25 YEARS AGO
Oct. 19, 1993
In the last week, the idea of separating Irrigon and Boardman high school students has been discussed in the Irrigon city council meeting.
Up until 1959, Boardman and Irrigon had separate schools. Then they consolidated, and for the past three decades students from both communities became identified under one high school in Boardman.
but the desire to return schools to each community never died, and when talk of tearing down the 1921 Irrigon school building began, Irrigon residents began talking about splitting the school system to save the historic site.
“I understand the importance of community schools,” said Morrow County School superintendent Chuck Starr. “There are a lot of positive advantages to each community having its own high schools.”
About 53 percent of Riverside High School students live in Irrigon.
50 YEARS AGO
Oct. 17, 1968
At their regular meeting Wednesday, Oct. 9, the Hermiston City Council discussed many subjects on the agenda. Here are a few that are other than routine:
As a result of protests from local citizens concerning the placement of the Hermiston section in the phone book, Pacific Northwest Bell has announced they will assemble next year’s telephone directory as they have in the past, and place Hermiston at the front of the book, for directories issued in this area.
A decision was reached to go ahead with plans for the improvement of the Highway 32 within the city limits of Hermiston.

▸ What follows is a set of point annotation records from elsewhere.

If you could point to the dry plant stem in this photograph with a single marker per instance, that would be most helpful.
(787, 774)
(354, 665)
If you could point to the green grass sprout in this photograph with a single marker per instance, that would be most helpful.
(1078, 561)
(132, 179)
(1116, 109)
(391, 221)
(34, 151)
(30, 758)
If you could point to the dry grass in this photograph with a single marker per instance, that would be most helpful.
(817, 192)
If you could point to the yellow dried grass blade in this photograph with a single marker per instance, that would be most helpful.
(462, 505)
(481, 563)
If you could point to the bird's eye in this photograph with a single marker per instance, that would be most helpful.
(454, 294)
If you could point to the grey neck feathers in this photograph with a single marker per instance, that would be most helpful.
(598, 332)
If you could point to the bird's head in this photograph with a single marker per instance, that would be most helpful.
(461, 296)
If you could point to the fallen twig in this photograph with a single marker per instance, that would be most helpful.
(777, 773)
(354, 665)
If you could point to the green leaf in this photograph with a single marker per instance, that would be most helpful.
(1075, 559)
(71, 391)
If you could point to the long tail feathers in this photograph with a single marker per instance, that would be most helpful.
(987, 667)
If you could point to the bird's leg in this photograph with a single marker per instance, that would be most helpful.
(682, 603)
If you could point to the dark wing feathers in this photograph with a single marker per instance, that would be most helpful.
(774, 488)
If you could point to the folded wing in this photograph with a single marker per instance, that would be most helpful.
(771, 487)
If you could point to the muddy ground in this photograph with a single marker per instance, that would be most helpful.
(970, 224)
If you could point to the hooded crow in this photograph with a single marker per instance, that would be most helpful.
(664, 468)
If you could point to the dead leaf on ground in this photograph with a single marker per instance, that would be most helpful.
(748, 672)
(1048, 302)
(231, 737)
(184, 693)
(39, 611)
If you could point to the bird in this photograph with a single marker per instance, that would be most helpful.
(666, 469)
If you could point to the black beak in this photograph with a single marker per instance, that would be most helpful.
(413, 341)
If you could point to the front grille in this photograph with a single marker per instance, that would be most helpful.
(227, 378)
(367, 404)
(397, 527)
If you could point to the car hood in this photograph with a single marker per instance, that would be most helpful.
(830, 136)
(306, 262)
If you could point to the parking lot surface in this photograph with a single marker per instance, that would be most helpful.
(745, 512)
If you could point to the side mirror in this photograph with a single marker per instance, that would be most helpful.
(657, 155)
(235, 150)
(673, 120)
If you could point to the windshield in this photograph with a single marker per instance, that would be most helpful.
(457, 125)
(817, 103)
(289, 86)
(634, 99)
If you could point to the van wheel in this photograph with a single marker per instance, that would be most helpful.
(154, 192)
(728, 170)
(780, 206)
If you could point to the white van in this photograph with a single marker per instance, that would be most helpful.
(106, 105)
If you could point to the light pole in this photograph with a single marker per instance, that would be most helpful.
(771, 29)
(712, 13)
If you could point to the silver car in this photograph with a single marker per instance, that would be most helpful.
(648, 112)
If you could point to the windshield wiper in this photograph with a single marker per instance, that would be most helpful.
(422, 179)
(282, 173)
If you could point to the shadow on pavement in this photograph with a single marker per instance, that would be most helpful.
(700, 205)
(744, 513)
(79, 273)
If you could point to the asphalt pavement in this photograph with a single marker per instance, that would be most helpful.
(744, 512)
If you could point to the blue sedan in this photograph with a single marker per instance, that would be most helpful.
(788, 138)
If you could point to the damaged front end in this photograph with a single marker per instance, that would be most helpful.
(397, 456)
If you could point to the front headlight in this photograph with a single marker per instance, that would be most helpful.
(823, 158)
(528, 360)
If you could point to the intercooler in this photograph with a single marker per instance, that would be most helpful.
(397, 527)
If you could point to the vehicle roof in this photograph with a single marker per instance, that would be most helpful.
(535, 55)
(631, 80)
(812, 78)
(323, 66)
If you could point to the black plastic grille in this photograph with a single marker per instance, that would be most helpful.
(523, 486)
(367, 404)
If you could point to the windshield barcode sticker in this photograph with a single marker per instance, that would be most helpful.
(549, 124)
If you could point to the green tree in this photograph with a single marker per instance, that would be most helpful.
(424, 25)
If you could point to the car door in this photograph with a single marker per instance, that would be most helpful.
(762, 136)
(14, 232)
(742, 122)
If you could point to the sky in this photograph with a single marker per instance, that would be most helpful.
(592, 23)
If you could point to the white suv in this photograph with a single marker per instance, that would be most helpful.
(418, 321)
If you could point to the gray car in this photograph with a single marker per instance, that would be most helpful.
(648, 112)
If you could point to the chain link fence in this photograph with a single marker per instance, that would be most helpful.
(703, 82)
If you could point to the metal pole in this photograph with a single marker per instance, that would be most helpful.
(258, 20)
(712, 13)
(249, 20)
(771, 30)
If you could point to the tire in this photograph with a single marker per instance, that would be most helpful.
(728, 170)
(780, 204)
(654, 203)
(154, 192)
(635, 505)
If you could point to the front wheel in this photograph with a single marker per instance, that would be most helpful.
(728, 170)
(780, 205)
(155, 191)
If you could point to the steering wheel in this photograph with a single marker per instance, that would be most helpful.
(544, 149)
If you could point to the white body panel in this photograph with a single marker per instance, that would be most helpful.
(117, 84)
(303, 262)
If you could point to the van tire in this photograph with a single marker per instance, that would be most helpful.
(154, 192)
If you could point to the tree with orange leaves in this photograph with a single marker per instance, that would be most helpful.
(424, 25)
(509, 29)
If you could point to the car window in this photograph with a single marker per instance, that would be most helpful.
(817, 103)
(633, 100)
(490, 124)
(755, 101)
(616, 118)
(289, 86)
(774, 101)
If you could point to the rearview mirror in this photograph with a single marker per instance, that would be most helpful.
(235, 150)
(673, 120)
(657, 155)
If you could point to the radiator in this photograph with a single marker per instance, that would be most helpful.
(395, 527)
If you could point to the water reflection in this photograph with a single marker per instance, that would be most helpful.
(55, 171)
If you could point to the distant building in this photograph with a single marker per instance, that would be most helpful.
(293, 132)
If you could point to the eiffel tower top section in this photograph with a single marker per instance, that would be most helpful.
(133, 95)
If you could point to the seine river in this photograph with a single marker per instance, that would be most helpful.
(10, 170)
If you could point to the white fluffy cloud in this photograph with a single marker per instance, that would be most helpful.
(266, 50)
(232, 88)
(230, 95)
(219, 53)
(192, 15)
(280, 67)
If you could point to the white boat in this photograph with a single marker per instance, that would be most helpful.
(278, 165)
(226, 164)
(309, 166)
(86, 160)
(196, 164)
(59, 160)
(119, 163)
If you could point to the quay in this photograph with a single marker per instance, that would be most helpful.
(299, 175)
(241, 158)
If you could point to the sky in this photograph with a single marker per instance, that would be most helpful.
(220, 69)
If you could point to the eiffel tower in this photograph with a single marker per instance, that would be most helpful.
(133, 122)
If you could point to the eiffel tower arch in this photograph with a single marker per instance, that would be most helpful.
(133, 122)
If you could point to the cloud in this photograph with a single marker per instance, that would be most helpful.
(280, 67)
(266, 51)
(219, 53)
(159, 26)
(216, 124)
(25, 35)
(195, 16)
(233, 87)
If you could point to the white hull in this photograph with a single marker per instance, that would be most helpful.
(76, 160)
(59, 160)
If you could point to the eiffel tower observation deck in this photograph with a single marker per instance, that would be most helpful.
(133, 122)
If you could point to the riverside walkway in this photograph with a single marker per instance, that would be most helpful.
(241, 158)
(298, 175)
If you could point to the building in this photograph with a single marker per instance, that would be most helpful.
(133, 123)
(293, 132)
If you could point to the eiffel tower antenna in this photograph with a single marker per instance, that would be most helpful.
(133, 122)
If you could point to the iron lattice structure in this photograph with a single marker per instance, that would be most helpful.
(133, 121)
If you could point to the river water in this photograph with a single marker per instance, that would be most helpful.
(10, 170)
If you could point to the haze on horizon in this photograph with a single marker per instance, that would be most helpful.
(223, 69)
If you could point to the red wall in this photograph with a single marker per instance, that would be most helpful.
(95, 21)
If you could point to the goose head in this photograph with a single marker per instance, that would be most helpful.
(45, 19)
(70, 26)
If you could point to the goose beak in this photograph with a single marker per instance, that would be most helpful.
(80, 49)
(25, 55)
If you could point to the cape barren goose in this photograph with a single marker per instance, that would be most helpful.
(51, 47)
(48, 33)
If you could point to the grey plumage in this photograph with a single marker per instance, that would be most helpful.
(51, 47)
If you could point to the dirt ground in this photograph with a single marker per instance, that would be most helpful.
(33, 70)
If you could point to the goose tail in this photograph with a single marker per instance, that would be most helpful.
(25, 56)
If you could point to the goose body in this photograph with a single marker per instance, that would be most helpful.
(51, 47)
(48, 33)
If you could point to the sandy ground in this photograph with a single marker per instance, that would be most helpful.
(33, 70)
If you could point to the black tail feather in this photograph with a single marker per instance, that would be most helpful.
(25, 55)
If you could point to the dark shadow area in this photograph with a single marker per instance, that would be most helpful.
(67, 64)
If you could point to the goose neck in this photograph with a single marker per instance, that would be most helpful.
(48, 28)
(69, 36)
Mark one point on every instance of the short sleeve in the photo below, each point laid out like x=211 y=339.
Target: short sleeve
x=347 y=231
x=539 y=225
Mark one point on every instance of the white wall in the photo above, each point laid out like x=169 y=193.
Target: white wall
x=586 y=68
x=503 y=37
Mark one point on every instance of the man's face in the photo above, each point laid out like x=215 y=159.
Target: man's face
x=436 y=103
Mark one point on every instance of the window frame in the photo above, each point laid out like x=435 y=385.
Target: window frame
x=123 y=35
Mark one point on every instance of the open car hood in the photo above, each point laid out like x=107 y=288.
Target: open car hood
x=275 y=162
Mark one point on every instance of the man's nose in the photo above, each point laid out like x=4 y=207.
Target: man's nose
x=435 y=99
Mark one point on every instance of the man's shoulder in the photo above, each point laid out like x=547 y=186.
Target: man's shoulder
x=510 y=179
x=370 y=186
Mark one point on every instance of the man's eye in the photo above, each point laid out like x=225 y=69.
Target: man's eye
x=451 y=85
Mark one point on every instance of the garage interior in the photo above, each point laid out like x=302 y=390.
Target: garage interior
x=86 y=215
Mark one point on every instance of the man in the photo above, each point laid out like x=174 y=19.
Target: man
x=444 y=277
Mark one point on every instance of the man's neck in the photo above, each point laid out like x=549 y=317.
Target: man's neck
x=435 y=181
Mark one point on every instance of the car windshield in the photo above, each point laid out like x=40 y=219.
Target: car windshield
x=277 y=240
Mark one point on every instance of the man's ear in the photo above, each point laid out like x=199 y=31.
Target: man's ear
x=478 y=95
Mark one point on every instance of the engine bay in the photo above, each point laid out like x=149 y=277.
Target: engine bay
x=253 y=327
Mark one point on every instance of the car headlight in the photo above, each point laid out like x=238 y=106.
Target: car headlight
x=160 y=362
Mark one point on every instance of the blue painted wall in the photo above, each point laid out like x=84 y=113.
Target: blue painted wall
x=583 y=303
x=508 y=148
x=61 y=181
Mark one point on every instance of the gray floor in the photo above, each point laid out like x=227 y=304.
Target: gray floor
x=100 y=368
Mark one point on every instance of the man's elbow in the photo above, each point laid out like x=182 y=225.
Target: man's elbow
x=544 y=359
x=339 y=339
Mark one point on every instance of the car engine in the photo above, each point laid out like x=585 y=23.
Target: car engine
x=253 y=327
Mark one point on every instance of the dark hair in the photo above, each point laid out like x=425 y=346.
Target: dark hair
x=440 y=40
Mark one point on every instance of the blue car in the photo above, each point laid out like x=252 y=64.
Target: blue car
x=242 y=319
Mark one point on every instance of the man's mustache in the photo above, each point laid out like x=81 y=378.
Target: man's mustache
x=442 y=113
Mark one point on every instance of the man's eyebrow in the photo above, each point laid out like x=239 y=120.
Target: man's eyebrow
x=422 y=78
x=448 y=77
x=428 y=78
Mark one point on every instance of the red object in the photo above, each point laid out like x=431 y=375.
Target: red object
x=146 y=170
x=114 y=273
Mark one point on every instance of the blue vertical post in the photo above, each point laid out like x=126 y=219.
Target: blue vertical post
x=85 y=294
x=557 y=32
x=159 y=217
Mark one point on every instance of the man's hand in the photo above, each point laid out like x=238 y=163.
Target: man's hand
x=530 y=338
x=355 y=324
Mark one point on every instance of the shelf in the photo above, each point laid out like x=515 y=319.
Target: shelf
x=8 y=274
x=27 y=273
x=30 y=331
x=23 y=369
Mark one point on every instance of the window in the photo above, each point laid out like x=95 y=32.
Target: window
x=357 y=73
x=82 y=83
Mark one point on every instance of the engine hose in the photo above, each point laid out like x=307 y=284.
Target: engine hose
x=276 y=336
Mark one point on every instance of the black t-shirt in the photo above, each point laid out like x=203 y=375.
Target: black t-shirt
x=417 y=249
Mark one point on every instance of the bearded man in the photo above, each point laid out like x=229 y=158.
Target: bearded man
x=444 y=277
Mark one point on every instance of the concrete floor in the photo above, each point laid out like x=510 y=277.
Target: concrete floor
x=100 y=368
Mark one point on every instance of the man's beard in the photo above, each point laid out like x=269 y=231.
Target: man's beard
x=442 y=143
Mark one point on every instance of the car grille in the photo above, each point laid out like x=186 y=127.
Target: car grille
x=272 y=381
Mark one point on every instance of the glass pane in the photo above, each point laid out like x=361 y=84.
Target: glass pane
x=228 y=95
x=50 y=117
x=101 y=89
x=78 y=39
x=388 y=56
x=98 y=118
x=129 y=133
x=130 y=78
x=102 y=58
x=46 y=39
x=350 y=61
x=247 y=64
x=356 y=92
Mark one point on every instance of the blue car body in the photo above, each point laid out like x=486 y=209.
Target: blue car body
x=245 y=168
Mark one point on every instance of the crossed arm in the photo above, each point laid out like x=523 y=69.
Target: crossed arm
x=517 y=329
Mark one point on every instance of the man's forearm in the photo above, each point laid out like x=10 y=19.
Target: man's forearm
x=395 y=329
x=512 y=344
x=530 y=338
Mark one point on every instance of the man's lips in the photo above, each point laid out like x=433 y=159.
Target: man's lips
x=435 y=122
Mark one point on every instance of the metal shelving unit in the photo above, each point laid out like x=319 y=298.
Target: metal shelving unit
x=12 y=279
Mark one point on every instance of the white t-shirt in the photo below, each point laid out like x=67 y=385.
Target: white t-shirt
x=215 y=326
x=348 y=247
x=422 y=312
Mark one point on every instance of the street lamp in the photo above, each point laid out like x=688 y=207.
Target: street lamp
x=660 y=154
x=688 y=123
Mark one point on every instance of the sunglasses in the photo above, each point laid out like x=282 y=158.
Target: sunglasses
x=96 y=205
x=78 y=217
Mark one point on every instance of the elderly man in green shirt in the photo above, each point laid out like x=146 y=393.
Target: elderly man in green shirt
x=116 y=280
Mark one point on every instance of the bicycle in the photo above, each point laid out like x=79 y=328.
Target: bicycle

Following discussion, it was decided to have the city manager correspond with the necessary people advising that signs will be removed November 15 on Highland Avenue and Orchard Avenue at the railroad crossings.
75 YEARS AGO
Oct. 21, 1943
A group of members of the Hermiston Chamber of Commerce made an excursion to Ordnance Monday noon at the invitation of D.W. Bliss, manager of Hermiston’s newest neighbor town. The caravan left here at noon and ate at the Umatilla Ordinance Depot cafeteria from where the members were escorted to the town of Ordnance.
The town now boasts a population of 527 with 164 families now listed on the roster. When completely finished and fully occupied, there will be room for 350 families. The city is conveniently located just south of the main entrance into the Umatilla Ordinance Depot, making it possible for workers to walk to their work.
The business section is not completely filled as yet but boasts an up-to-date grocery store and space for several other businesses. These will be occupied as soon as arrangements and leases can be made and drawn up, according to Mr. Bliss.
100 YEARS AGO
Oct. 19, 1918
Right on the eve of peace rumors from Europe, war in the shape of the Spanish influenza broke out in the United States and spread with such rapidity that it struck around Hermiston in the 11th hour of the holding of the Dairy and Hog Show, and therefore put a quietus on an annual event that is always heralded with pride and joy by ranchers and citizens alike.
Elaborate preparations had been made this year by the management of the fair to make the event one that would go down in the annals of Hermiston history as being far more attractive and on a more stupendous scale than that of the five preceding annual Dairy and Hog shows. But the withering hand of a widespread infectious disease had to step in at an inopportune time and put a stop to these well-laid plans that had meant so much to the dairymen, hog raisers and agricultural people of this community, who have yearly taken just pride in exhibiting the products of their farms.
But with good grace all bow to the precautionary measures enjoined by a rigid quarantine and agree that the mayor’s proclamation of closing schools, the Movie, abandoning church services and stopping all public gatherings is the best method of safeguarding the public against the spread of influenza in this neighborhood.